28 Sep, 2015 By: Erik Gruenwedel

In an age of on-demand video viewing across portable media devices, Internet-connected television remains the preferred choice for video content 30 minutes or longer, according to new data from Ooyala. But that trend is changing.

The Silicon Valley research firm found that Web-enabled TVs were used by 52% of survey respondents, compared with 36% using tablets, 23% mobile phones and 22% for PCs. A separate study by IAB suggested that 30% of users in the United States and Canada watch TV shows on smartphones, with another 20% watching full-length movies.

The trend toward smaller screens for longer video is expanding globally.
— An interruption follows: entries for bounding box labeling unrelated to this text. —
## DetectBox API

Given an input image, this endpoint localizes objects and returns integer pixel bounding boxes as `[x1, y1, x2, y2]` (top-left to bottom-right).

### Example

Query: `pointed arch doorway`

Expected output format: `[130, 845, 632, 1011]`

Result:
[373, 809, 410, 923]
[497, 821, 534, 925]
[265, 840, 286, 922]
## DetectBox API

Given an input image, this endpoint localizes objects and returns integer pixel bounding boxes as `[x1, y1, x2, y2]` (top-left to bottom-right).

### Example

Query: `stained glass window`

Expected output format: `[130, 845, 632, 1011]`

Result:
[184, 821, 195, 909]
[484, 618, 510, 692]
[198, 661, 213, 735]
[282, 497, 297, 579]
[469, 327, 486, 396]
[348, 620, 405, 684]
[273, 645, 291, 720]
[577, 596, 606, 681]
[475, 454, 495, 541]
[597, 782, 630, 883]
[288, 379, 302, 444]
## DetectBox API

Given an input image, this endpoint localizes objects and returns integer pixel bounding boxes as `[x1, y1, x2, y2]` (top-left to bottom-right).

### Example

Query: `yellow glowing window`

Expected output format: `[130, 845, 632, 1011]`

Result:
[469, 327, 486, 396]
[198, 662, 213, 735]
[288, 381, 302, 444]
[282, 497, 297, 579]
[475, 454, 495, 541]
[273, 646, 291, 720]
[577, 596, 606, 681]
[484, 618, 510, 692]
From 22% to 23% of users in Europe, Latin America, East Asia, New Zealand and Australia now watch TV shows on their mobile phones.
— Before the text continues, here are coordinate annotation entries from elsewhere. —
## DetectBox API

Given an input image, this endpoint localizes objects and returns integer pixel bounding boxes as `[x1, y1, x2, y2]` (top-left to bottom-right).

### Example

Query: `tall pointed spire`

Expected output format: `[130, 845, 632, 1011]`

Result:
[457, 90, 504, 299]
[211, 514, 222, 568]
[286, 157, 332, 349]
For video content more than 10 minutes in length, tablets accounted for 57% of users, compared with 52% for connected TVs, 40% for PCs and 33% for mobile phones.
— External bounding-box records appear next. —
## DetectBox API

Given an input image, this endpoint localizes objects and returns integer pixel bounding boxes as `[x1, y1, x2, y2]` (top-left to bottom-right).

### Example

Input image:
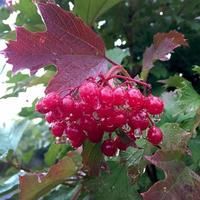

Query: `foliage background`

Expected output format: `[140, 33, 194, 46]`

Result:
[0, 0, 200, 199]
Indeed, the second quarter saw video on mobile devices account for 44% of consumption, which was up 74% from the prior-year period. By the end of the year, Ooyala projects mobile to account for 50% of all video consumption.

The trend is being driven by youth. In a separate study, 45% of respondents aged 16-24 opted to use their mobile phone to watch video than from a pay-TV set-top box. This practice has helped drive down from 8% to 12% traditional TV viewing, according to Ofcom, a U.K.-based telecom regulator.

Indeed, among even younger children, tablet use for video is becoming mainstream. Research by Minor Co. found that 57% of younger children preferred watching video on tablets than on a TV, due in part to the former’s mobility and sense of independence when operating the device.

“The tablet is magic to them,” said a mother cited in the Minor study.